Selected work

Past builds — anonymised, tempered, not a forecast

These case studies describe prior client engagements by Neural Forge AI, a Toronto applied-AI studio. Client names are withheld. Metrics are illustrative results from past work — not promises of future performance. Every build kept human-in-the-loop review where decisions carried weight and documented model limits before production deployment.

Ontario precision manufacturer

Vision model that stopped crying wolf on glare

The problem: A surface-defect detector worked in the lab and failed on the floor — every shift change in lighting triggered false stops. Maintenance ignored alerts; the model became shelfware.

Our approach: Discovery reframed the task from pixel-perfect classification to operator-trustable triage. We rebuilt the labelling guide with floor supervisors, augmented training data for glare and shadow, and shipped an evaluation harness tied to real line footage — not a holdout set from last year.

What we built: Retrained computer vision pipeline, human-in-the-loop override UI, MLOps monitoring on precision/recall by shift, and weekly review cadence with quality leads.

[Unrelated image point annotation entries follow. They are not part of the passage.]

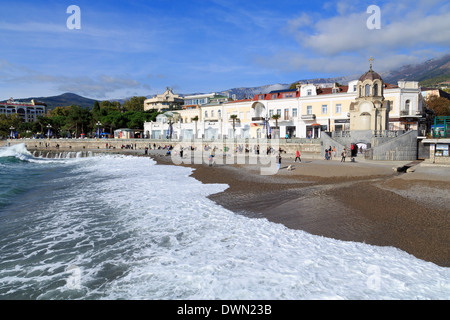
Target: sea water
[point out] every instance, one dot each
(122, 227)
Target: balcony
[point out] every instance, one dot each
(410, 113)
(308, 117)
(257, 119)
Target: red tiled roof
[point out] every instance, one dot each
(242, 100)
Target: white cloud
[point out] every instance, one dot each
(99, 86)
(342, 44)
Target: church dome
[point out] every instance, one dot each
(370, 75)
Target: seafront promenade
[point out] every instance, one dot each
(363, 201)
(310, 148)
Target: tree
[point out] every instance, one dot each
(440, 105)
(134, 104)
(96, 111)
(276, 116)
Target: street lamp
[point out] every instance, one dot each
(48, 131)
(98, 129)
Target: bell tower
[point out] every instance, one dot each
(369, 110)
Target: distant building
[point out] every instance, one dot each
(164, 102)
(124, 134)
(204, 99)
(28, 111)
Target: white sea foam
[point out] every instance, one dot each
(191, 248)
(142, 231)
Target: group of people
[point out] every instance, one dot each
(330, 153)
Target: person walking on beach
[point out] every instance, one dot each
(298, 156)
(279, 161)
(343, 154)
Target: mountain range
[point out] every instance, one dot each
(429, 73)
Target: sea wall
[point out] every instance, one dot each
(307, 149)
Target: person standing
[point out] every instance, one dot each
(343, 154)
(279, 161)
(298, 156)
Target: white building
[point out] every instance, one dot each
(303, 112)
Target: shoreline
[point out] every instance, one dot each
(361, 202)
(373, 205)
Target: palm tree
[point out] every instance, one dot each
(276, 116)
(234, 118)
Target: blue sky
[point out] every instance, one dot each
(127, 48)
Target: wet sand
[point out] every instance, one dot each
(364, 202)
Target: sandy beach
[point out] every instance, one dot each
(353, 201)
(362, 201)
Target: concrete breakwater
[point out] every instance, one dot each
(138, 146)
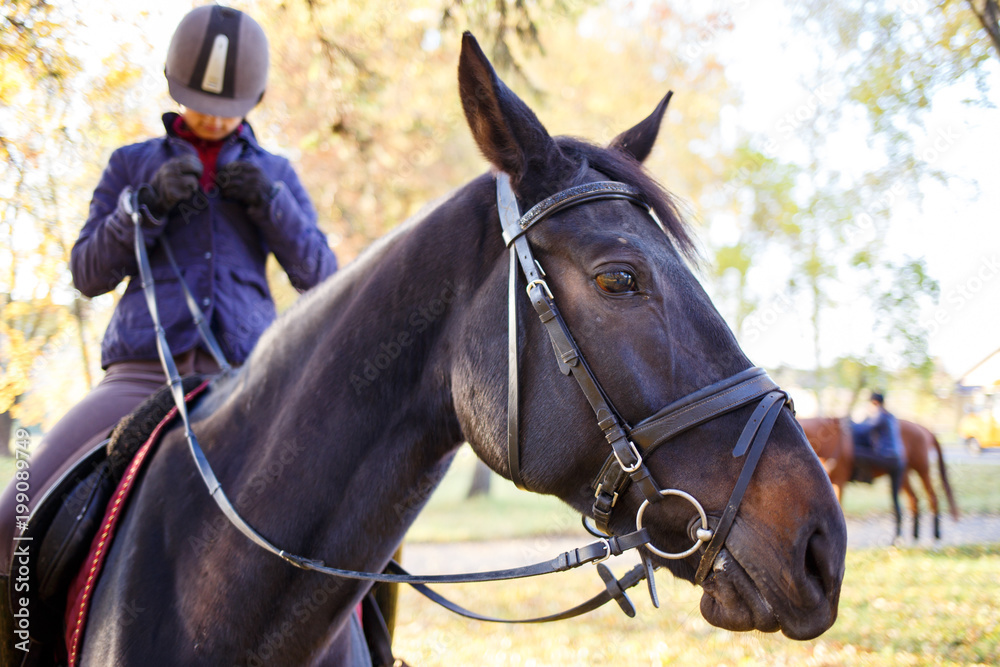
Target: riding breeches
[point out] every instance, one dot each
(124, 386)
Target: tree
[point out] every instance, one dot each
(49, 169)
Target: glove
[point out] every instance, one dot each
(174, 182)
(246, 183)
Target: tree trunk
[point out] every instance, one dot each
(481, 477)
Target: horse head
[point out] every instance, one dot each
(649, 334)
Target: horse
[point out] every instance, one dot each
(831, 438)
(334, 433)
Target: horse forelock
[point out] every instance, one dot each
(618, 166)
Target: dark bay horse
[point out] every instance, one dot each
(333, 435)
(831, 438)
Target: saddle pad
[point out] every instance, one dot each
(82, 588)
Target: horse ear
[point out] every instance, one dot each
(508, 133)
(638, 141)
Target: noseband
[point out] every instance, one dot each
(630, 445)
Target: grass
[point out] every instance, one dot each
(898, 607)
(508, 512)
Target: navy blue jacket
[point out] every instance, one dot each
(221, 248)
(884, 435)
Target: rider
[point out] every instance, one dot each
(223, 202)
(878, 442)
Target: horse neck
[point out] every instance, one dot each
(354, 381)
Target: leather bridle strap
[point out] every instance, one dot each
(568, 355)
(615, 590)
(758, 432)
(693, 410)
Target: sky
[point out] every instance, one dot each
(955, 230)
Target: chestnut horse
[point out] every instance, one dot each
(831, 438)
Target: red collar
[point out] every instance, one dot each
(208, 149)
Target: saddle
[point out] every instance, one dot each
(64, 522)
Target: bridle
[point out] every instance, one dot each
(629, 444)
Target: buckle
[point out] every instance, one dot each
(600, 490)
(638, 459)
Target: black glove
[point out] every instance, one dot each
(246, 183)
(174, 182)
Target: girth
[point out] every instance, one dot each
(629, 444)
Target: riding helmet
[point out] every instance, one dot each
(217, 62)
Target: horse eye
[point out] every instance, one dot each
(617, 282)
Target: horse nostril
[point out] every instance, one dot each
(815, 556)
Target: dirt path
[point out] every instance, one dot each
(430, 558)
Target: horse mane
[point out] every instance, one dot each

What stayed human: Scrap disposition, line shutdown calls and customer-facing quality claims remained with licensed staff. The model suggested; it never rejected parts autonomously.

Illustrative outcome: False stop rate on two pilot lines dropped by roughly 30% over eight weeks post-launch — measured against pre-build baseline, not a marketing guarantee.

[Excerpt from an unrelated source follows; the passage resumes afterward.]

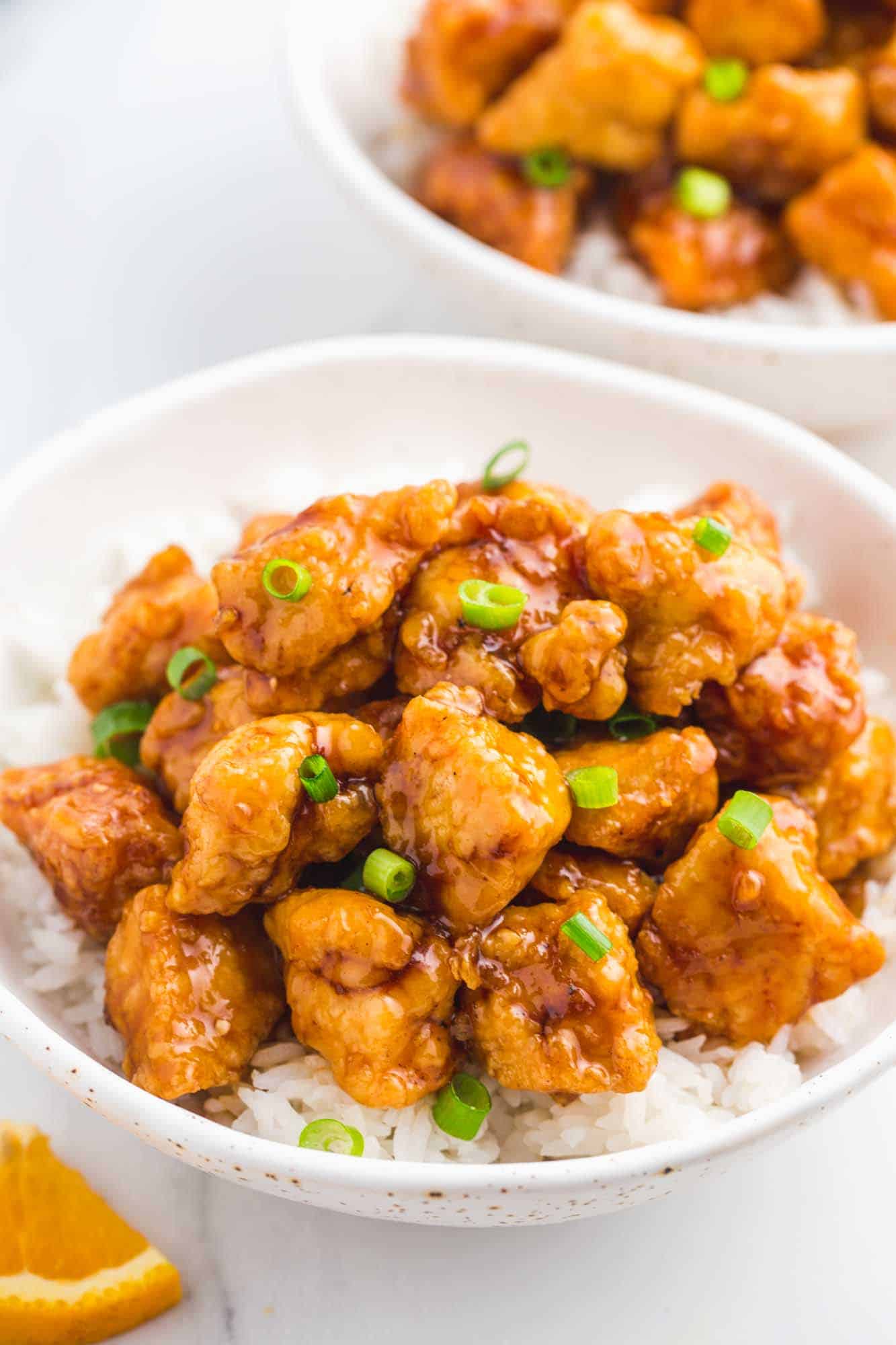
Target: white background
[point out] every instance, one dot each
(159, 216)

Client review session with model evaluation metrics on screen
Data engineering desk with labelling pipeline and training logs
National insurer — claims operations

Policy Q&A with citation discipline

The problem: Adjusters searched twelve PDF versions for the same exclusion clause. A generic chatbot hallucinated confidently; trust collapsed in week one.

Our approach: RAG pipeline over versioned policy corpus with role-based access, chunking tuned for legal cross-references, and retrieval confidence thresholds that route low scores to senior reviewers — not to end users.

What we built: Generative AI assistant integrated into existing workflow tooling, golden-set evaluation harness, prompt versioning, and fine-tuning deferred until retrieval quality justified the cost.

What stayed human: Coverage decisions, client communication and settlement authority remained with licensed adjusters. The assistant assembled context; humans decided.

Illustrative outcome: Median time to locate clause language dropped from ~22 minutes to ~6 minutes in structured UAT samples — adoption varied by desk and document freshness.

Canadian logistics scale-up

Demand sensing model with honest sparsity limits

The problem: Regional managers forecasted replenishment from gut feel because the internal ML model missed every promo spike. Data lived in three systems that disagreed.

Our approach: AI strategy phase named six noisy signals and two authoritative ones. We unified API feeds, trained gradient-boosted models with documented error bounds, and refused to promise accuracy on SKUs with insufficient history — a conversation procurement needed to hear.

What we built: Predictive ML pipeline, evaluation dashboard by region, human override on every automated replenishment suggestion above a dollar threshold, MLOps retraining on a quarterly cadence.

What stayed human: Vendor negotiations, markdown calls and promotional calendar changes stayed with category managers.

Illustrative outcome: Pilot regions reported 10–14% fewer emergency transfers during a 90-day window — past result, not a promise for other networks.

Financial services — Bay Street adjacent

Exception triage assistant for settlement ops

The problem: Analysts reconstructed failed settlement context by copying from five systems into one email thread — forty-five minutes per exception, every afternoon.

Our approach: Retrieval-augmented generation over ticket history, settlement logs and internal policy docs. Prompt engineering tuned for tabular precision; guardrails blocked any output without source citations.

What we built: AI assistant with human-in-the-loop feedback loop, model evaluation on golden-set exceptions, production deployment with rollback after a bad embedding refresh taught us to version corpora properly.

What stayed human: Settlement approval, client communication and regulatory filing remained with licensed operations staff.

Illustrative outcome: Average context assembly time dropped from ~45 minutes to ~11 minutes in user-reported samples during UAT — variance by desk and exception type.

Healthcare admin — Ontario

Referral routing classifier with PIPEDA guardrails

The problem: Referral forms arrived as unstructured text; routing delays stacked because clerks manually sorted by specialty keywords that missed nuance.

Our approach: NLP classification with strict de-identification, no generative free-text to patients, and evaluation reviewed by clinical admin leads. PHI never left the client's controlled environment.

What we built: ML model with confidence bands, human review queue for low-confidence items, audit logs and responsible AI documentation aligned to internal privacy policies.

What stayed human: Clinical triage, treatment decisions and patient communication remained entirely with licensed staff.

Illustrative outcome: Routing queue depth reduced by roughly one business day on average during pilot weeks — based on operational metrics, not a clinical outcome claim.